Sorprendida, dejó caer el puñado de incienso sobre las llamas que bailaban

eternamente en la vasija de piedra. El débil susurro de las brasas se apagó cuando sus

ojos se posaron en la figura que se erguía ante ella. Asombrada, observó cómo el pie

cubierto por las tiras empapadas de una sandalia se posaba en el umbral del templo,

creando un charco de agua salada.

Él entró sin vacilar y caminó hacia ella rápidamente. Sus ojos eran dos mares

embravecidos, relucientes. Cuando llegó hasta ella, alargó una mano y acarició su

rostro.

—Medusa —dijo Poseidón, esbozando una sonrisa torcida—. La de las bellas

mejillas.

El gesto se le antojó siniestro.

Un empujón y cayó al suelo. Un golpe, otro, un súbito pinchazo cuando la

espada rasgó su túnica. Su rostro contra el frío mármol del suelo. No podía respirar, su

cuerpo aplastado bajo el peso del dios. El olor a sudor, a mar y a algas estuvo a punto de

hacerla vomitar. Sus manos la hicieron desear estar muerta. Y el dolor...

—Atenea —dijo, bajito, las lágrimas corriendo por sus mejillas. La primera

embestida fue tan violenta que creyó ser incapaz de soportar más dolor. La siguiente fue

la agonía. Después, Medusa dejó de contarlas. Se mordió el labio, sollozando en

silencio, sin atreverse a moverse, a gritar, a hacer nada salvo quedarse inmóvil, mientras

el dios del mar clavaba los dedos en sus caderas cada vez que penetraba en ella.

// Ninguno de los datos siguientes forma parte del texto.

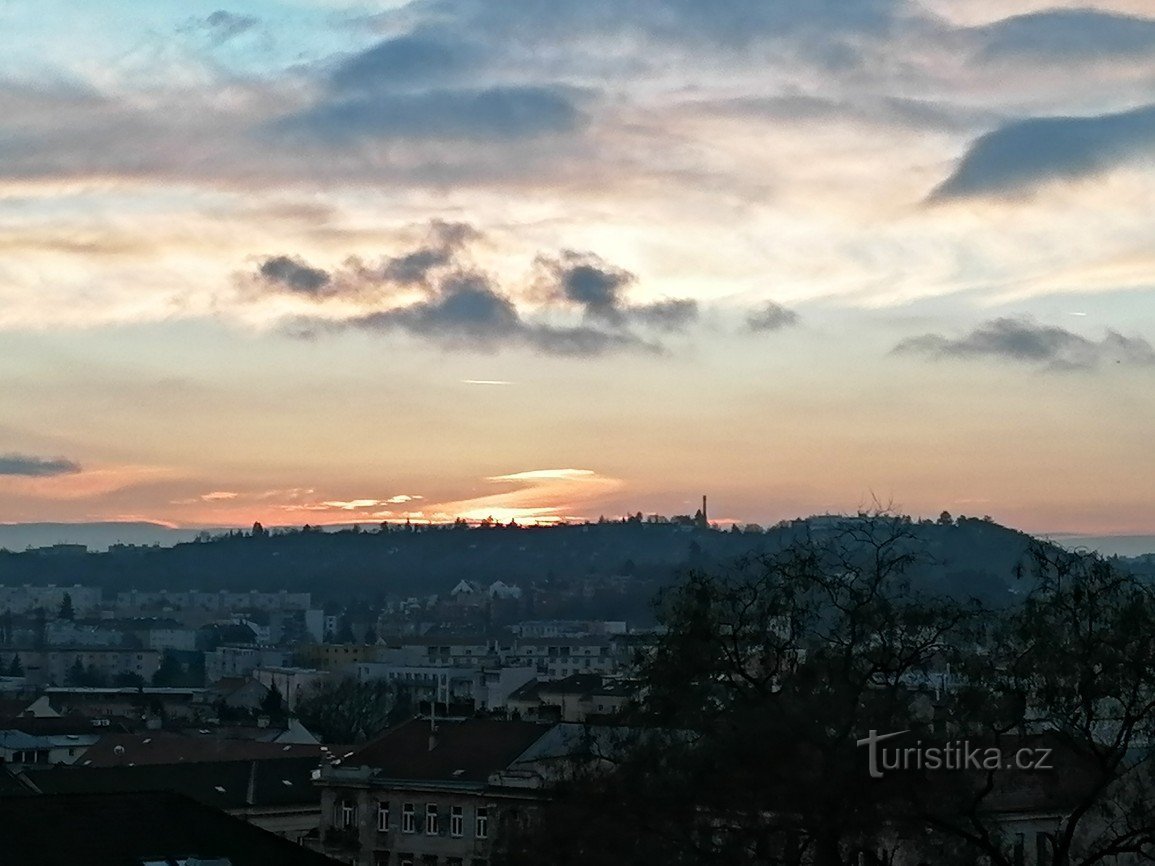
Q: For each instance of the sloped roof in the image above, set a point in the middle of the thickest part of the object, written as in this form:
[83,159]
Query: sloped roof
[467,751]
[162,747]
[226,785]
[126,829]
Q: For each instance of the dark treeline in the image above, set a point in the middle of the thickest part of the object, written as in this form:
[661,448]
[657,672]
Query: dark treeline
[968,557]
[746,745]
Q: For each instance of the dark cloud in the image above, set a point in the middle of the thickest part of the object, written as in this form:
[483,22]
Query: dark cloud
[1025,155]
[224,25]
[493,113]
[467,311]
[400,61]
[464,308]
[1023,341]
[597,288]
[770,316]
[445,241]
[672,314]
[587,281]
[1062,36]
[293,275]
[440,252]
[19,464]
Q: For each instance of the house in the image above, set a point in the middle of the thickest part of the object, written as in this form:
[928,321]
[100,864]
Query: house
[293,684]
[276,794]
[425,793]
[576,697]
[135,829]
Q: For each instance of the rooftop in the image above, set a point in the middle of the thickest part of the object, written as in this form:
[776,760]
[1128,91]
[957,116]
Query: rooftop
[131,829]
[467,751]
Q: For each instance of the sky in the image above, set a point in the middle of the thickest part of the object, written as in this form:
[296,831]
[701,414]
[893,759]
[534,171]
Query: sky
[308,261]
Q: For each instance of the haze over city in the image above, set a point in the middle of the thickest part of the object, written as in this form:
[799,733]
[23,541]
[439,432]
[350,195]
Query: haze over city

Medusa se hundió los dedos en los brazos y rezó por poder morir, porque la

estatua de su diosa fuese lo último que vieran sus ojos. Poseidón la agarró del pelo, y

Medusa levantó la cara surcada de lágrimas hacia el rostro pétreo de Atenea. Entonces

él gritó y se desplomó sobre ella.

—Atenea... —Medusa extendió la mano hacia la estatua buscando algo a lo que

asirse, algo que la sacase de aquella pesadilla y la dejase refugiarse en el fondo de su

mente enloquecida.

La diosa le devolvió la mirada.

Medusa fue incapaz de apartar la mirada de los ojos inclementes de Atenea. La

diosa, tan furiosa que su cabello crepitaba, abrió la boca, y de sus labios brotaron

palabras que se clavaron en el alma de Medusa como dagas envenenadas:

—Has profanado mi templo —dijo, iracunda.

Medusa gritó de agonía cuando su rostro comenzó a arder, la carne

deshaciéndose como cera bajo la mirada incandescente de su diosa. Cayó al suelo

temblando tan violentamente que pensó que Atenea estaba robándole no sólo la vida

sino también el alma. Cerró los párpados, aterrada, sintiendo cómo sus ojos se derretían

en las cuencas. Los músculos de su cuerpo aullaron de dolor, los tendones se rompieron

con un chasquido seco que resonó como una risa siniestra.

Cuando abrió los ojos estaba sola.

Llorando amargamente, trató de incorporar su cuerpo dolorido, pero sólo pudo

arrastrarse hasta el pórtico, dejando tras de sí un camino de sangre y lágrimas, mientras

sus quedos sollozos coreaban los suaves siseos de sus cabellos.